The Square is actually home to numerous local and national government buildings, is centrally located, and is a hub of activity at all hours of the day. The synagogue is named for former Jerusalem Deputy Mayor Shmuel Meir, who was killed in a traffic incident in 1996. The Homat Shmuel neighborhood in south Jerusalem – also known as Har Homa – is named for him as well.
The primitive scrawlings were erased within an hour of their being discovered by workers, said Jerusalem Deputy Mayor David Hadari. Writing on his Facebook page, Hadari said that the graffiti was written in Hebrew and Arabic, and included “very insulting comments against Jewish residents of Jerusalem,” so there was little doubt of which ethnic group the perpetrators belonged to. “Thanks to the great efficiency of the city workers, we were able to remove the graffiti quickly, so I was unable to get a photo in time,” he wrote.

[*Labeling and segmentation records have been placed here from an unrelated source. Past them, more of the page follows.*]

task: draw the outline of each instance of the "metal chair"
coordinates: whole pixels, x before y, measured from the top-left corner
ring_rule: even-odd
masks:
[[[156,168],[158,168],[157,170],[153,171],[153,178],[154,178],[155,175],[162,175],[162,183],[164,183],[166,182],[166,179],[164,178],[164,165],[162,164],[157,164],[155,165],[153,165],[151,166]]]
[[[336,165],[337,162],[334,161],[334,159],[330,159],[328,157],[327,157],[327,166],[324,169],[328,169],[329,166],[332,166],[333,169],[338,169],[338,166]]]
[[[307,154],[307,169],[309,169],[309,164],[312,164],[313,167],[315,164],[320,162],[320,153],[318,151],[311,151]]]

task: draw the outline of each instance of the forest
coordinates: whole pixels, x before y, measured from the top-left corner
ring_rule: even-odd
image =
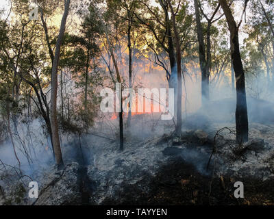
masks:
[[[0,205],[273,205],[273,0],[1,1]]]

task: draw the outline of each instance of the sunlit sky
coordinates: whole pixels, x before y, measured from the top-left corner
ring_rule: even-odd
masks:
[[[152,0],[151,1],[151,4],[154,6],[158,5],[160,6],[159,3],[157,2],[156,0]],[[192,5],[192,1],[190,1],[190,5]],[[240,17],[242,13],[242,7],[240,7],[240,5],[239,5],[239,7],[236,7],[236,13],[234,14],[235,18],[236,21],[239,21],[240,20]],[[1,0],[0,1],[0,10],[4,10],[4,13],[3,14],[2,14],[2,18],[5,18],[7,17],[8,14],[10,12],[10,0]],[[205,9],[205,11],[206,12],[206,9]],[[248,17],[249,15],[249,12],[247,12],[247,16]],[[62,19],[62,14],[56,14],[55,17],[53,19],[53,21],[54,21],[53,22],[53,25],[58,26],[60,23]],[[70,16],[70,17],[68,18],[69,20],[71,21],[73,21],[74,22],[77,22],[77,21],[79,21],[79,20],[77,19],[77,18],[75,17],[75,16]],[[71,23],[71,22],[69,22],[68,23]],[[74,28],[70,28],[71,30],[73,31],[73,32],[76,32],[77,30]],[[240,44],[241,45],[243,44],[243,40],[247,37],[247,34],[242,33],[242,32],[240,32],[239,33],[239,40],[240,40]]]

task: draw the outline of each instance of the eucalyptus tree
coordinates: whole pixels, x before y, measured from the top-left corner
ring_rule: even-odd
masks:
[[[248,116],[245,92],[245,72],[240,53],[238,30],[242,23],[249,0],[245,1],[241,20],[236,25],[232,10],[226,0],[219,0],[225,14],[230,32],[232,42],[231,54],[233,67],[235,71],[236,86],[236,141],[238,143],[248,141]]]
[[[212,65],[212,51],[210,41],[212,26],[213,23],[219,21],[223,14],[218,15],[217,14],[220,8],[220,3],[218,3],[218,1],[208,1],[208,5],[210,6],[210,8],[212,8],[212,12],[210,16],[208,14],[208,12],[204,12],[204,10],[202,7],[202,3],[203,2],[201,2],[199,0],[194,0],[197,38],[199,42],[199,64],[201,72],[201,99],[202,103],[205,104],[210,99],[209,79],[210,68]],[[201,22],[201,13],[207,21],[206,31],[203,30]],[[205,33],[206,34],[206,36],[204,36]],[[205,38],[206,42],[206,47],[204,42]]]

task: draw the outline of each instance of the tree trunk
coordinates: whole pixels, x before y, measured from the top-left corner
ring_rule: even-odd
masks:
[[[119,112],[119,131],[120,131],[120,150],[123,151],[124,149],[124,135],[123,135],[123,98],[122,98],[122,81],[121,79],[120,72],[118,68],[117,63],[115,60],[114,53],[113,53],[112,46],[110,43],[110,39],[108,38],[108,30],[107,27],[105,29],[105,37],[107,38],[108,44],[110,47],[110,55],[113,62],[113,64],[115,67],[115,72],[117,76],[118,83],[121,85],[121,88],[119,92],[121,94],[120,96],[120,112]]]
[[[245,93],[245,73],[240,54],[238,27],[226,0],[219,0],[227,19],[232,42],[232,60],[235,72],[236,89],[236,129],[238,143],[248,141],[248,116]]]
[[[169,88],[173,88],[175,94],[177,93],[177,66],[176,66],[176,57],[175,54],[174,53],[174,44],[173,44],[173,38],[171,34],[171,21],[169,19],[169,12],[167,9],[167,5],[166,6],[162,0],[159,1],[160,4],[161,5],[162,8],[164,10],[164,16],[165,16],[165,22],[166,22],[166,30],[168,36],[168,47],[167,47],[167,53],[169,58],[169,64],[171,66],[171,75],[169,80]],[[176,96],[176,95],[175,95]]]
[[[200,12],[199,10],[198,1],[194,0],[194,4],[195,8],[196,24],[199,42],[199,57],[201,73],[201,100],[202,104],[203,105],[206,103],[209,99],[209,68],[207,65],[207,61],[206,59],[206,47],[203,38],[203,29],[201,25]],[[208,47],[210,47],[210,44],[208,44],[208,41],[209,42],[210,42],[210,35],[209,33],[210,29],[210,23],[209,23],[209,25],[208,26],[208,50],[210,49],[210,48],[208,49]],[[210,51],[208,51],[208,53],[210,53]]]
[[[172,8],[171,1],[167,0],[171,8],[172,21],[173,25],[175,39],[176,43],[177,75],[177,124],[176,134],[181,136],[182,133],[182,70],[181,70],[181,47],[179,39],[179,33],[176,26],[175,14]]]
[[[128,14],[128,29],[127,29],[127,47],[129,49],[129,88],[132,88],[132,17],[129,14],[129,12],[127,12]],[[131,94],[130,94],[131,95]],[[132,98],[132,96],[130,96]],[[128,118],[127,118],[127,126],[130,126],[130,122],[132,119],[132,105],[131,101],[129,103],[129,111],[128,111]]]
[[[57,90],[58,90],[58,68],[60,55],[62,41],[66,28],[66,18],[68,14],[71,0],[66,0],[64,5],[63,17],[62,18],[60,29],[56,42],[55,51],[51,70],[51,127],[52,141],[55,157],[55,162],[58,168],[64,167],[61,146],[59,138],[58,122],[57,119]]]
[[[88,54],[86,57],[86,73],[85,73],[85,97],[84,97],[84,110],[86,112],[88,108],[88,68],[89,68],[89,62],[90,62],[90,51],[88,49]]]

As to the motivation for the attack, Hadari said that it could be an Arab version of a so-called “price tag” attack. Such attacks, usually involving graffiti and slashed tires, are generally attributed in the media to Jews, with media sources reporting very precisely on the actions. However, Hadari said, the media had not bothered to cover the synagogue desecration. “It appears they are not very interested in Arab 'price tag' attacks,” he wrote.